Understanding Perceptron & Implementation using Tensorflow

Using Multi-Layer Perceptron train to recognize digits

Subscribe to my newsletter and never miss my upcoming articles

In the previous article on the TensorFlow series, we have read about Recurrent Neural Network(RNN) with some examples. If you haven't read here the link ->

In this tutorial, we are going to cover:

  1. What is Perceptron?
  2. History of Perceptron
  3. Types of Perceptron
  4. Implementation using Tensorflow
  5. Perceptron Learning Rule

What is Perceptron?

A neural network is an interconnected system of perceptrons, so it is safe to say perceptrons are the foundation of any neural network.

Perceptrons can be viewed as building blocks in a single layer in a neural network, made up of four different parts:

  • Input Values
  • Weights and Bias
  • Net Sum
  • Activation Function

A neural network, which is made up of perceptrons, can be perceived as a complex logical statement (neural network) made up of very simple logical statements (perceptrons); of “AND” and “OR” statements.

A statement can only be true or false, but never both at the same time. The goal of a perceptron is to determine from the input whether the feature it is recognizing is true, in other words, whether the output is going to be a 0 or 1.


History of Perceptron

Perceptron was introduced by Frank Rosenblatt in 1957. He proposed a Perceptron learning rule based on the original MCP neuron.

A Perceptron is an algorithm for the supervised learning of binary classifiers. This algorithm enables neurons to learn and processes elements in the training set one at a time.


Types of Perceptron

Basically, there are two types of Perceptrons:

  1. Single Layer Perceptron
  2. Multi-Layer Perceptron

Artificial Neural Network(ANN)

For understanding single-layer perceptron, it is important to understand Artificial Neural Networks (ANN).

Artificial neural networks are the information processing system the mechanism of which is inspired by the functionality of biological neural circuits. An artificial neural network possesses many processing units connected to each other. Following is the schematic representation of artificial neural network −


The diagram shows that the hidden units communicate with the external layer. While the input and output units communicate only through the hidden layer of the network.

Single Layer Perceptron

Single-layer Perceptrons can learn only linearly separable patterns. The computation of a single layer perceptron is performed over the calculation of the sum of the input vector each with the value multiplied by the corresponding element of the vector of the weights.


Let us focus on the implementation of single-layer perceptron for an image classification problem using TensorFlow.

Now, let us consider the following basic steps of training logistic regression −

  • The weights are initialized with random values at the beginning of the training.
  • For each element of the training set, the error is calculated with the difference between the desired output and the actual output.
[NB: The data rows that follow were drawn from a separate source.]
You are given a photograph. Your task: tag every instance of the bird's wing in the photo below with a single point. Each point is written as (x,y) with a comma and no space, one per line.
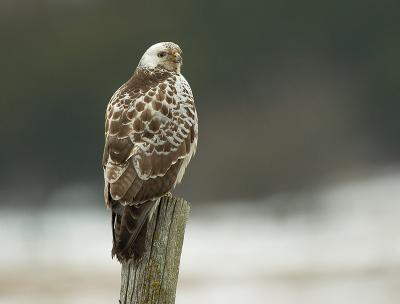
(148,134)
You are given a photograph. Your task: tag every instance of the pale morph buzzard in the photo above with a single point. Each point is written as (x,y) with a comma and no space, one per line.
(150,136)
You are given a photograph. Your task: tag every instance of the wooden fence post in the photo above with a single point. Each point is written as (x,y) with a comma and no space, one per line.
(153,278)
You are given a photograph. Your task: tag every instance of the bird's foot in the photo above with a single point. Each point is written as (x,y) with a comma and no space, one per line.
(168,194)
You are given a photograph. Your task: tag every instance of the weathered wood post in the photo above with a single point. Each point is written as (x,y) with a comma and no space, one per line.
(153,279)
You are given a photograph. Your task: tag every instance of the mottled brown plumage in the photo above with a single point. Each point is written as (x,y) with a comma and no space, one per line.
(151,134)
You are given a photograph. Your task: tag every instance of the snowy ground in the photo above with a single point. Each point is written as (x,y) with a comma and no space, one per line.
(343,248)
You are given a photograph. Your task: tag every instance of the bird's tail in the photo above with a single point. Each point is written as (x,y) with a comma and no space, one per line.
(129,225)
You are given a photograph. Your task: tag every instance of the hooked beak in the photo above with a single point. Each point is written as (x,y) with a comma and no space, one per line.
(177,58)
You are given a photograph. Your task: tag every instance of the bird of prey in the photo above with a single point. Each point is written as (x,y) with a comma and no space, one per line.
(151,132)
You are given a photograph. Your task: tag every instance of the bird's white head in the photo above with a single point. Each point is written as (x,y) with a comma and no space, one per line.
(166,55)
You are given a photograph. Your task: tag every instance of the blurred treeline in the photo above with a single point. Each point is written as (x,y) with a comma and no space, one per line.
(288,92)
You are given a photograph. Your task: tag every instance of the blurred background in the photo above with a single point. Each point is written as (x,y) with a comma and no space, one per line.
(295,186)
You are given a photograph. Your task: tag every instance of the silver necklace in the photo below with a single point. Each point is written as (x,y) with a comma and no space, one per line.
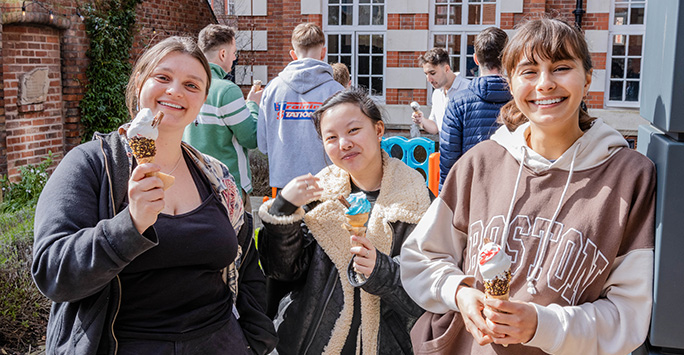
(175,166)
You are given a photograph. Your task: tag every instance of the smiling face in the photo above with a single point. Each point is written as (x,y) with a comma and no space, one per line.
(436,75)
(549,92)
(351,139)
(177,87)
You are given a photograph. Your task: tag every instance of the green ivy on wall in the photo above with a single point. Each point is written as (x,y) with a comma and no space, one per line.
(109,26)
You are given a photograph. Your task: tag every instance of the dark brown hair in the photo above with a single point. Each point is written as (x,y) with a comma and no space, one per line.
(213,36)
(151,58)
(434,56)
(543,39)
(489,44)
(356,96)
(306,36)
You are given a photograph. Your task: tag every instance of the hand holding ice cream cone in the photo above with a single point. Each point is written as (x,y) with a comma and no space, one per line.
(357,212)
(142,135)
(495,268)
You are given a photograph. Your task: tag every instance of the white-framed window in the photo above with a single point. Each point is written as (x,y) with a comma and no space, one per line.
(355,31)
(454,25)
(625,52)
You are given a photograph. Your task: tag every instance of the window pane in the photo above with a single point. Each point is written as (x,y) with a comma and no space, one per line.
(364,44)
(378,15)
(441,15)
(333,15)
(364,65)
(347,15)
(632,93)
(346,44)
(377,86)
(621,14)
(454,44)
(634,68)
(440,41)
(617,68)
(363,81)
(471,68)
(619,45)
(346,60)
(378,44)
(489,14)
(364,15)
(616,90)
(474,14)
(470,47)
(637,15)
(635,45)
(333,44)
(455,16)
(376,66)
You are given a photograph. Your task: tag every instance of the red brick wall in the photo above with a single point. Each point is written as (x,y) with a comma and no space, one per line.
(34,39)
(31,130)
(3,145)
(159,19)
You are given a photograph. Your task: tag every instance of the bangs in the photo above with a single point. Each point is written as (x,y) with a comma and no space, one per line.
(546,40)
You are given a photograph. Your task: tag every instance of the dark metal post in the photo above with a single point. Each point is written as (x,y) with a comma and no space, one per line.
(579,12)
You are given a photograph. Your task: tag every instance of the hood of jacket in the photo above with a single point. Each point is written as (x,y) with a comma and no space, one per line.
(594,147)
(306,74)
(491,88)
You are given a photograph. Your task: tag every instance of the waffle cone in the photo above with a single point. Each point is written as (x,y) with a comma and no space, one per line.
(167,180)
(503,297)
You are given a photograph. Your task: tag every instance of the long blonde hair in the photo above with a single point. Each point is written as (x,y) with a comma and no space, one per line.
(548,39)
(149,60)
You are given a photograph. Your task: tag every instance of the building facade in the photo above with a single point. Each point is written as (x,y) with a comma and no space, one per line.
(43,48)
(380,40)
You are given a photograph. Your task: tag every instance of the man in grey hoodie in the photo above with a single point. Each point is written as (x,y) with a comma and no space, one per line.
(285,131)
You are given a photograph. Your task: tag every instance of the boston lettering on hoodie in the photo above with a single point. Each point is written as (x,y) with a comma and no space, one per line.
(579,230)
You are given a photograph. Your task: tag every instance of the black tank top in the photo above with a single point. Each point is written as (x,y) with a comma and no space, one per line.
(176,287)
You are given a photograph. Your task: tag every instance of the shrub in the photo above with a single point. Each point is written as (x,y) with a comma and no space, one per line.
(24,311)
(25,192)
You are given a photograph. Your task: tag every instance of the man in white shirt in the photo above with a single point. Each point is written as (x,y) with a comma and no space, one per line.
(446,83)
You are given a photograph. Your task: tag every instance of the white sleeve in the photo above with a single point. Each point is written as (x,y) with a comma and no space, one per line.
(431,260)
(616,323)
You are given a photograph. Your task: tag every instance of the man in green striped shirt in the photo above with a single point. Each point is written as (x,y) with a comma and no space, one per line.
(227,124)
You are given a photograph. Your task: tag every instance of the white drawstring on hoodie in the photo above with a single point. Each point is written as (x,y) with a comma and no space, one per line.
(545,238)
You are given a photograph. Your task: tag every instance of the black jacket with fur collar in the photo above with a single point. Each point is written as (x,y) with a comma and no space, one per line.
(310,249)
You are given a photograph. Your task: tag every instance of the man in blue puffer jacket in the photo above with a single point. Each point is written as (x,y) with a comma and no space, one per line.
(471,115)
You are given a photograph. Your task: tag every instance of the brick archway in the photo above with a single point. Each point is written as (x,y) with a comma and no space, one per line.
(31,130)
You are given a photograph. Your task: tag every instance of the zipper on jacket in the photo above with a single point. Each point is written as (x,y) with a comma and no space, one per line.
(116,313)
(318,324)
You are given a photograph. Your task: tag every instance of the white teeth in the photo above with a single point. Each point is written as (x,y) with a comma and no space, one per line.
(548,102)
(171,105)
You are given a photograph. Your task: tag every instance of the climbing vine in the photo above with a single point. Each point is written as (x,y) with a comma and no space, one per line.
(109,25)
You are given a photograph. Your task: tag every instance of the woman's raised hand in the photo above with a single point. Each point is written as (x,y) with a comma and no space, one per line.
(145,196)
(515,319)
(470,303)
(302,190)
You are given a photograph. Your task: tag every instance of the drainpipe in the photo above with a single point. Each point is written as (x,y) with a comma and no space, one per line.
(579,12)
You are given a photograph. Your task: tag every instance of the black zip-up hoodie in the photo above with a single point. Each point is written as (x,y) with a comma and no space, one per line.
(84,237)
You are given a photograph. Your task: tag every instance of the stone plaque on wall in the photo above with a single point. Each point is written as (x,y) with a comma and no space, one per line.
(33,87)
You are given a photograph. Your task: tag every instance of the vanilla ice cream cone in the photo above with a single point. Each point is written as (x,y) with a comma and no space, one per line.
(142,136)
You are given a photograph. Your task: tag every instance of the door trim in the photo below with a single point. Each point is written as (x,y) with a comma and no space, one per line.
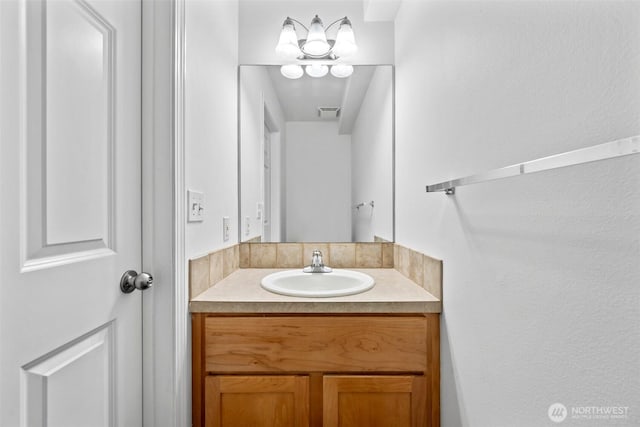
(166,365)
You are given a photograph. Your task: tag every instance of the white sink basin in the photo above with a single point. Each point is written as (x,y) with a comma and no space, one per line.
(311,285)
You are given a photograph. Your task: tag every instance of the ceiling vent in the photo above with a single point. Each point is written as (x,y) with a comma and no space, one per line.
(329,113)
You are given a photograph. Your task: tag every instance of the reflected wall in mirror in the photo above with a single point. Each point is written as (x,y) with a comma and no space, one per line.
(316,156)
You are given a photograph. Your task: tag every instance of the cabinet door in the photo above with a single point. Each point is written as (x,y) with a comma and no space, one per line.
(257,401)
(374,401)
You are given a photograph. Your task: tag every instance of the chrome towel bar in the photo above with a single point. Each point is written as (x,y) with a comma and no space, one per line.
(608,150)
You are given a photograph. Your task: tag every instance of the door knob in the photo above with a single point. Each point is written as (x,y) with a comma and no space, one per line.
(131,281)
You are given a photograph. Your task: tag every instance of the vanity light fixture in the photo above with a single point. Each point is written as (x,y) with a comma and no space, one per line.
(316,46)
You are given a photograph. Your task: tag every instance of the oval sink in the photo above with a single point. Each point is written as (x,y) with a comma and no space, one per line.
(311,285)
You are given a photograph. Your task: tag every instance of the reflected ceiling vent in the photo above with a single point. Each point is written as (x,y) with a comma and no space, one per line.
(328,113)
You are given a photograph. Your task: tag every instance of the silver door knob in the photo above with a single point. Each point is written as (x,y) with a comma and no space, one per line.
(131,281)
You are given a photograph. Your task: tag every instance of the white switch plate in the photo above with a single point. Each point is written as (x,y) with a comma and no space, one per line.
(195,201)
(226,228)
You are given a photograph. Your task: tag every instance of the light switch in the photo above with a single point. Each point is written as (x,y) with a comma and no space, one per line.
(226,228)
(195,201)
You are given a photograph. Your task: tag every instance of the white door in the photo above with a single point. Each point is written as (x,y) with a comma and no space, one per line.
(70,222)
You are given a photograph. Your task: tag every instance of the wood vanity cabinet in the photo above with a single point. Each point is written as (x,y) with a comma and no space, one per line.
(316,370)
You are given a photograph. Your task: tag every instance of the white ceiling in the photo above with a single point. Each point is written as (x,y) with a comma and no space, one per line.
(300,99)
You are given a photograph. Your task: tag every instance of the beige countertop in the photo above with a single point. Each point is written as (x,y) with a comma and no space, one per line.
(240,292)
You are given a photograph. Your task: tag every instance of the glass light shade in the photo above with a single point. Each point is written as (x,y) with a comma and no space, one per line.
(341,71)
(345,40)
(291,71)
(316,44)
(287,47)
(317,70)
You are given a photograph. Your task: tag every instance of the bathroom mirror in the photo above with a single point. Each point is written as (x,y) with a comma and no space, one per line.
(316,156)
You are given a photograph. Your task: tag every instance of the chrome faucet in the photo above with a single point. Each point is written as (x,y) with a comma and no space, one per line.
(317,265)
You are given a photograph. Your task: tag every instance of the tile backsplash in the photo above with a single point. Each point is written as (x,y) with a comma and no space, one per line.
(208,270)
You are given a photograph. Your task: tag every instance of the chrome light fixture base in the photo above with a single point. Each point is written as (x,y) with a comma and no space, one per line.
(316,47)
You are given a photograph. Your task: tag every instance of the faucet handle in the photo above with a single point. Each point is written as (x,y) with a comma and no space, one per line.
(317,265)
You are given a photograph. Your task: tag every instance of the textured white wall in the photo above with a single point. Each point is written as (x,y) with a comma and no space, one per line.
(318,163)
(372,160)
(261,22)
(211,119)
(541,272)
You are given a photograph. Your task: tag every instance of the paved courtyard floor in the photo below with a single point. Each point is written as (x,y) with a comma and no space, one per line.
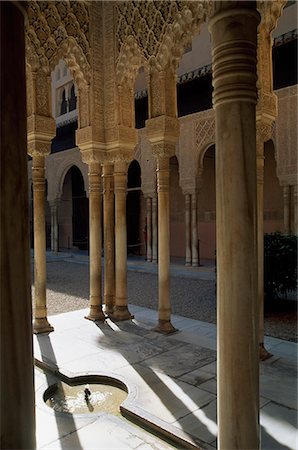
(171,382)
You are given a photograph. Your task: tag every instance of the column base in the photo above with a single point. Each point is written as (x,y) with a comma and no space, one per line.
(109,310)
(42,326)
(263,353)
(121,313)
(96,314)
(164,327)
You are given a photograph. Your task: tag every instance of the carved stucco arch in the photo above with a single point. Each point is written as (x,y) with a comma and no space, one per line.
(57,172)
(129,61)
(174,32)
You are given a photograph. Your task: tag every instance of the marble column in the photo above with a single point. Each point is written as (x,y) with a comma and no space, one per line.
(287,208)
(149,228)
(121,311)
(109,241)
(40,323)
(17,419)
(295,201)
(194,231)
(187,231)
(154,229)
(233,28)
(54,226)
(95,244)
(163,190)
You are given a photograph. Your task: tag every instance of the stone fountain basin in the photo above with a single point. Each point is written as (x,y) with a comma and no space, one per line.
(86,394)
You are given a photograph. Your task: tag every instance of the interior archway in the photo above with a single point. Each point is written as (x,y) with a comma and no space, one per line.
(177,208)
(73,212)
(133,207)
(207,207)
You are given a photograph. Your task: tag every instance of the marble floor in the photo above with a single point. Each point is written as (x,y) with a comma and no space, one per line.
(171,383)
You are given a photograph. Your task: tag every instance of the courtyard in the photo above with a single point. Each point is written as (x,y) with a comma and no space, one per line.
(171,380)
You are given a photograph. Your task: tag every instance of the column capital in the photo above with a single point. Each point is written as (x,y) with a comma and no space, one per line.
(263,134)
(91,145)
(40,132)
(234,59)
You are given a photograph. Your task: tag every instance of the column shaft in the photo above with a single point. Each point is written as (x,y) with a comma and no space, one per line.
(17,419)
(149,228)
(121,311)
(54,227)
(95,244)
(295,200)
(187,231)
(287,209)
(154,229)
(109,241)
(194,232)
(234,36)
(164,305)
(260,226)
(40,324)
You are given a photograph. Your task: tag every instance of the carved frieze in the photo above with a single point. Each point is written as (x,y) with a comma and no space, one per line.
(54,26)
(155,32)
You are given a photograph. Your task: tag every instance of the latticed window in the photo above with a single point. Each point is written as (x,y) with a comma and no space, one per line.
(63,108)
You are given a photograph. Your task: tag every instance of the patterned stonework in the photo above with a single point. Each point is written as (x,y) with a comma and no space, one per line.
(286,136)
(59,28)
(155,32)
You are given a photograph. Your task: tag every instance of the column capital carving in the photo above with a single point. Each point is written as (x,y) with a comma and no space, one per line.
(163,128)
(163,133)
(231,52)
(94,175)
(263,132)
(91,145)
(270,12)
(40,132)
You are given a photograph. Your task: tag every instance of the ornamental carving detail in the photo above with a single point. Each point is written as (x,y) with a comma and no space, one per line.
(155,32)
(205,132)
(57,29)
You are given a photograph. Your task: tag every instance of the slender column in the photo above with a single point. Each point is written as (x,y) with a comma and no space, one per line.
(95,312)
(154,229)
(40,323)
(295,200)
(287,208)
(54,226)
(109,242)
(149,228)
(234,34)
(187,231)
(17,418)
(164,305)
(194,231)
(121,311)
(264,354)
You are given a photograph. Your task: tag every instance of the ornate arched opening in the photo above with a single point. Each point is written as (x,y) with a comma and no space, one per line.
(73,212)
(177,214)
(207,206)
(133,208)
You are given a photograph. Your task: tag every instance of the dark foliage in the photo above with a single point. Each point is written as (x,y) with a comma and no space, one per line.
(280,265)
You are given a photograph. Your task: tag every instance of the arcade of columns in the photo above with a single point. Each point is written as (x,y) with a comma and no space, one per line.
(104,65)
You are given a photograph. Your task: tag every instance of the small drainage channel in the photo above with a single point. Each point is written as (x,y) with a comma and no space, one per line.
(102,394)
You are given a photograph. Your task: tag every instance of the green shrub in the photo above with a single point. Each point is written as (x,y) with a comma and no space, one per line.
(280,264)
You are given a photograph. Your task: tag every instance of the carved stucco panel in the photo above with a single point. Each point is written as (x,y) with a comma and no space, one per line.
(286,134)
(147,162)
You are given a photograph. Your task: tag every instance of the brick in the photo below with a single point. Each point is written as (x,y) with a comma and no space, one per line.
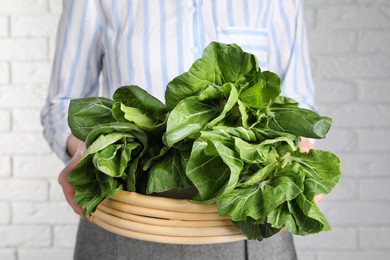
(31,72)
(373,90)
(374,140)
(7,253)
(352,17)
(17,49)
(339,140)
(43,213)
(5,215)
(345,189)
(374,42)
(5,166)
(4,26)
(17,96)
(5,120)
(375,189)
(55,192)
(45,254)
(335,91)
(374,238)
(23,144)
(65,236)
(55,6)
(23,6)
(303,254)
(26,120)
(34,25)
(25,236)
(354,254)
(358,165)
(337,238)
(358,114)
(44,166)
(353,66)
(4,73)
(325,42)
(353,213)
(23,190)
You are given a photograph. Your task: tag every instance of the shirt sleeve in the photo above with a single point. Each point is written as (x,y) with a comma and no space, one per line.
(75,71)
(289,55)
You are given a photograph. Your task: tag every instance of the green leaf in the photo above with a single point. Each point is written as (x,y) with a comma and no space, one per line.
(136,97)
(322,170)
(186,119)
(134,115)
(86,113)
(208,183)
(299,121)
(232,100)
(219,64)
(243,204)
(168,173)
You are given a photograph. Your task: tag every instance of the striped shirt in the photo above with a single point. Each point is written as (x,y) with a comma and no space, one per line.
(149,42)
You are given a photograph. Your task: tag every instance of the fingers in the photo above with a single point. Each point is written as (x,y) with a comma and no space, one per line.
(68,189)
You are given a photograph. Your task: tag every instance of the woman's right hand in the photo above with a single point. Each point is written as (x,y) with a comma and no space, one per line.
(76,149)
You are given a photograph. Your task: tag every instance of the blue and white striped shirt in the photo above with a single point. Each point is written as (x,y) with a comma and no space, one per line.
(149,42)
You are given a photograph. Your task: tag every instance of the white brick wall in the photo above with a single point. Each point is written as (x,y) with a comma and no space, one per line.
(349,43)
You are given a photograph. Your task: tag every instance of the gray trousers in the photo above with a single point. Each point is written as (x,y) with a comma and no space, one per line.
(95,243)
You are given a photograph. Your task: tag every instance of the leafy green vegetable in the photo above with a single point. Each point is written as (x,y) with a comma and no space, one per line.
(224,131)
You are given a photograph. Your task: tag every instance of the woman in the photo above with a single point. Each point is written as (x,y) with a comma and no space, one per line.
(147,43)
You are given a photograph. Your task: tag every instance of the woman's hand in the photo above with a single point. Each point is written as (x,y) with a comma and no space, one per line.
(76,149)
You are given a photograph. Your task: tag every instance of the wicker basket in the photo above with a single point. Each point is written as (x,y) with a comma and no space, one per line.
(164,220)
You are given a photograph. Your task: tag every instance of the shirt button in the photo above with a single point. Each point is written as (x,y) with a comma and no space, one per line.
(194,50)
(192,9)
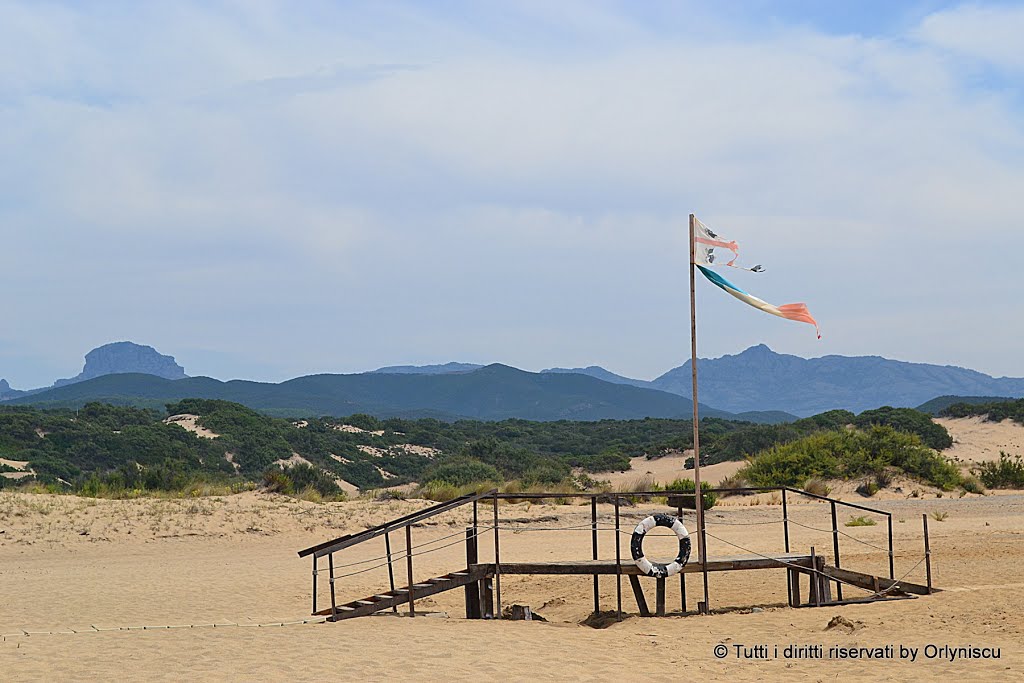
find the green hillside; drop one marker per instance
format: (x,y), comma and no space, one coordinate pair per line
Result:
(494,392)
(938,404)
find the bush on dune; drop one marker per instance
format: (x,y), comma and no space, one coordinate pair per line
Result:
(848,455)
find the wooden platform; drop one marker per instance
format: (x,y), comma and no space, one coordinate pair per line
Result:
(593,567)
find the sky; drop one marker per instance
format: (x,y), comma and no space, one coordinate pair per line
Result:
(265,189)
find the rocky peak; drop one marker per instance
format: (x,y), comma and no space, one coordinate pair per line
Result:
(126,357)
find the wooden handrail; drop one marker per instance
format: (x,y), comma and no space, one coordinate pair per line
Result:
(340,543)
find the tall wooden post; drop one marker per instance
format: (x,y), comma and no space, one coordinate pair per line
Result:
(701,545)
The error calculated is used to adjust the weights.
  • The process is repeated until the error made on the entire training set is not less than the specified threshold, until the maximum number of iterations is reached.

The complete code for evaluation of logistic regression is mentioned below −

# Data is used in the form of array instead of MNIST
import tensorflow.compat.v1 as tf
import numpy as np
import matplotlib.pyplot as plt

learning_rate = 0.0008
training_epochs = 2000
display_step = 50
# taking input as array from numpy package and converting it into tensor
inputX = np.array([[  2,   3],
                  [  1,   3]])
inputY = np.array([[  2,   3],
                  [  1,   3]])
x = tf.placeholder(tf.float32, [None, 2])
y_ = tf.placeholder(tf.float32, [None, 2])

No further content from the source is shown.